After generating a Genetic Relationship Matrix (GRM) using GCTA, the software can be used to run Principal Component Analysis (PCA) on the genetic data. Running PCA on the GRM generates two output files: the eigenvalue file (ending in “.eigenval”) and the eigenvector file (ending in “.eigenvec”). These are equivalent to those calculated by the program EIGENSTRAT. The eigenvalue file contains a single column of numbers, one for each principal component (PC), which represents the magnitude of the corresponding eigenvector.
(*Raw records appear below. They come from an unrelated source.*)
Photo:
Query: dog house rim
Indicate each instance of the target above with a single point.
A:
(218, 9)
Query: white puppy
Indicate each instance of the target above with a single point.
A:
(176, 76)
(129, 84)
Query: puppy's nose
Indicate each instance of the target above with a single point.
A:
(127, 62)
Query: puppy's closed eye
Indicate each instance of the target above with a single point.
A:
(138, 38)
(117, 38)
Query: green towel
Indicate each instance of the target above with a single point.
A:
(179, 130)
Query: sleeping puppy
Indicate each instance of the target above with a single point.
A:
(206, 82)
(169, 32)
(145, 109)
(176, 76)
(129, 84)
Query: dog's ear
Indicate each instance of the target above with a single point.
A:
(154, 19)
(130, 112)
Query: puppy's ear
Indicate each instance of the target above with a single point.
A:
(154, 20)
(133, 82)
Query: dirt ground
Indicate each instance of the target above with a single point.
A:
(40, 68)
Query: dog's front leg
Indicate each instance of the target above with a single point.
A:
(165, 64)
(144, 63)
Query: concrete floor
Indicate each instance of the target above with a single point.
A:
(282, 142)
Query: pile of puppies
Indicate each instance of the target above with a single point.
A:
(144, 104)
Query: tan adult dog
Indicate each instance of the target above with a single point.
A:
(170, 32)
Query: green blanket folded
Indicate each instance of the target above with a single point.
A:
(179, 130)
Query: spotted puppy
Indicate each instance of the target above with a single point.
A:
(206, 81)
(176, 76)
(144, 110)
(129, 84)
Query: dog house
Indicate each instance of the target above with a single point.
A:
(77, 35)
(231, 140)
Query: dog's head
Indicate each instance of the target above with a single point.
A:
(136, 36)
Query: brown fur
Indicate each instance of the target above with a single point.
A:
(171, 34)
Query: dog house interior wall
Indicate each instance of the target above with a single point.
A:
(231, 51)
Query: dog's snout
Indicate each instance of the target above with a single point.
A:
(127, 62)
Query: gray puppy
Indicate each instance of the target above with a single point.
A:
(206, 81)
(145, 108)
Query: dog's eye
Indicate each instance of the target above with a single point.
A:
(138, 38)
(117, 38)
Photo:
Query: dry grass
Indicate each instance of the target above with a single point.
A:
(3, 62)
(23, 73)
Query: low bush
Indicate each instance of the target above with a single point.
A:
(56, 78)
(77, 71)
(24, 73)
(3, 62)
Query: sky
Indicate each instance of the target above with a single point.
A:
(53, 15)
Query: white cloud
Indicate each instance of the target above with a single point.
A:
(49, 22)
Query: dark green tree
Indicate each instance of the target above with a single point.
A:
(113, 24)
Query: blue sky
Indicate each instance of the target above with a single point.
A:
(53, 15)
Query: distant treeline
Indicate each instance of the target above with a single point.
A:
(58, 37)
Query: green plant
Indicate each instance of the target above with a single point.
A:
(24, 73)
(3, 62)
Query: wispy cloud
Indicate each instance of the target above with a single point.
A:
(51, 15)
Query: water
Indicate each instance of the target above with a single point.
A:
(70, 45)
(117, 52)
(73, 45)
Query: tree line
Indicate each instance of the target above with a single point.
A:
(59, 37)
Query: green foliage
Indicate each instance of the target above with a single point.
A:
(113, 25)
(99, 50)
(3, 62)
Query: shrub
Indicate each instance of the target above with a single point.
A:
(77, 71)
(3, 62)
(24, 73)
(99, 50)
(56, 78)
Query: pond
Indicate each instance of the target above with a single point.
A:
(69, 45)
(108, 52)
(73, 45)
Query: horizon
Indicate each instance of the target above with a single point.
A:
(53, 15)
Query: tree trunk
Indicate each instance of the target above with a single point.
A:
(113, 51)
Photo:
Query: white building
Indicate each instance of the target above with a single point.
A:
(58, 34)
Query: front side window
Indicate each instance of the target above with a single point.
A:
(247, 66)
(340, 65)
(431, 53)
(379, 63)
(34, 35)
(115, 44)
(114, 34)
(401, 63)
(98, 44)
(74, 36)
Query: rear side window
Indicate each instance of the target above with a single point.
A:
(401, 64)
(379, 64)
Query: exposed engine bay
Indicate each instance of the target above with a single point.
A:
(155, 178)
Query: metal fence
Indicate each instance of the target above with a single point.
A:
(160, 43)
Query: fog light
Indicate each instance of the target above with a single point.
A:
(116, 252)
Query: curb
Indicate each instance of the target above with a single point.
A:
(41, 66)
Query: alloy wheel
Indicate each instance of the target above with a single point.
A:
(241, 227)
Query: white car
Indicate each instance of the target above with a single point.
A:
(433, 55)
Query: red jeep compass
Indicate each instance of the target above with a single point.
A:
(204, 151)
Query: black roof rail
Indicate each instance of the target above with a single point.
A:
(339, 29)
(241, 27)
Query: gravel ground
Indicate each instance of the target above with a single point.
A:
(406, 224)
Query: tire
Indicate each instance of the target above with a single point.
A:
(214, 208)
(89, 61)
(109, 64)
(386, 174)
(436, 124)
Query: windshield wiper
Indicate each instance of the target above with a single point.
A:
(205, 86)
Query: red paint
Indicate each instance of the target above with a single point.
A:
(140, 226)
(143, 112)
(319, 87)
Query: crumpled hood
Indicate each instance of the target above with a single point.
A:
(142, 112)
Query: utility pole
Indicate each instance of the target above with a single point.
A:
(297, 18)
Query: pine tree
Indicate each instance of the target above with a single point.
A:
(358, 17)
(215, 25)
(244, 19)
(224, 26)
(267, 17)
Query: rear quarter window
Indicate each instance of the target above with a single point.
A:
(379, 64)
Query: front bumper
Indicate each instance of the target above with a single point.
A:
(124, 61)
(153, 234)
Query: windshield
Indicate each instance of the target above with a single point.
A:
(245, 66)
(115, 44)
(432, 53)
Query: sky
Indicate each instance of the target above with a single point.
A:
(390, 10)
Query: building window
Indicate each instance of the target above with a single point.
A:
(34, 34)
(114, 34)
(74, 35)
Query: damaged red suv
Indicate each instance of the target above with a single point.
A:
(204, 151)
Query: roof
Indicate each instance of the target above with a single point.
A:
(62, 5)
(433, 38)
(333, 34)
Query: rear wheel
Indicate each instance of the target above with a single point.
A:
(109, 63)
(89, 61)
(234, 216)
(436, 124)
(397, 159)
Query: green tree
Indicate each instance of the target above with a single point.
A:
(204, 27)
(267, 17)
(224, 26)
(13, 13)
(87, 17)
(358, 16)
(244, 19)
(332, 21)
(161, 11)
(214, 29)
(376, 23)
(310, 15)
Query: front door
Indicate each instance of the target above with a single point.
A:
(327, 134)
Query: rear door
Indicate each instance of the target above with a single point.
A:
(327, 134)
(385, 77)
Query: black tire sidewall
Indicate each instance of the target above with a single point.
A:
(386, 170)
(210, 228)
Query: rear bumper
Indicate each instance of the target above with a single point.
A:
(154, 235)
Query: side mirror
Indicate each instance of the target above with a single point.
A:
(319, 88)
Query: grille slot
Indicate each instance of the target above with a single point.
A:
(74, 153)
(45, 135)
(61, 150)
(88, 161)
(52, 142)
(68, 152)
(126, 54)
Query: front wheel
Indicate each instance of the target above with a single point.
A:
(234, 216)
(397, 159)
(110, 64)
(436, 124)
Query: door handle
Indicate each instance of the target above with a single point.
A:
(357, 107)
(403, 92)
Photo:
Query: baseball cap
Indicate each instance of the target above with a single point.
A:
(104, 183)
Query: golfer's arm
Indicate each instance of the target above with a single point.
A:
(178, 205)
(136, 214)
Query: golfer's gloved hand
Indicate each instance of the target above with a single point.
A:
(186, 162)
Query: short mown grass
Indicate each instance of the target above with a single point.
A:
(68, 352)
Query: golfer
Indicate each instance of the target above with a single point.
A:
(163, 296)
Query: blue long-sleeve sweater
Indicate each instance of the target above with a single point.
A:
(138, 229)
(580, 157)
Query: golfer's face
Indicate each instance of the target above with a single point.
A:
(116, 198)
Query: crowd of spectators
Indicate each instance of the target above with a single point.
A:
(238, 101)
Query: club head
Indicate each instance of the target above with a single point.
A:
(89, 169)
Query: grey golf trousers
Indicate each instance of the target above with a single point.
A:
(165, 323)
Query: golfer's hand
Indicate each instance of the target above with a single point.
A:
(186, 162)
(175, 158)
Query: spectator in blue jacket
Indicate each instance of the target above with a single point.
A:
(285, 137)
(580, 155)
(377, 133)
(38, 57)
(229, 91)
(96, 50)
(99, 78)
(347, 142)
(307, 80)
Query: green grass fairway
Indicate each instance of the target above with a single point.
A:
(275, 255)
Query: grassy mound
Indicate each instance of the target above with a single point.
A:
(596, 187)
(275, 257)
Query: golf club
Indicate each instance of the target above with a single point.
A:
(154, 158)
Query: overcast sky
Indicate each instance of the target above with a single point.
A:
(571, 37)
The eigenvalue measures the amount of variation in the data captured by each PC and is the factor by which the corresponding eigenvector is scaled. The higher the eigenvalue, the more important the corresponding PC is in explaining the variation in the data.
It is worth noting that the sum of all eigenvalues is equal to the total variance in the data. Thus, the proportion of variance explained by each PC can be calculated by dividing each eigenvalue by the sum of all eigenvalues. The eigenvector file contains a table with rows for each sample and columns for each PC, with each value in the table representing the sample’s contribution to that particular PC, scaled by the corresponding eigenvalue. These eigenvector values can be used as covariates in downstream analyses to control for population structure and other confounding factors.
The sum of all eigenvalues is equal to the total variance in the data, and the proportion of variance explained by each PC can be calculated by dividing each eigenvalue by the sum of all eigenvalues. The eigenvector file provides sample-specific contributions to each PC, scaled by the corresponding eigenvalue, which can be used as covariates in downstream analyses to control for population structure and other confounding factors.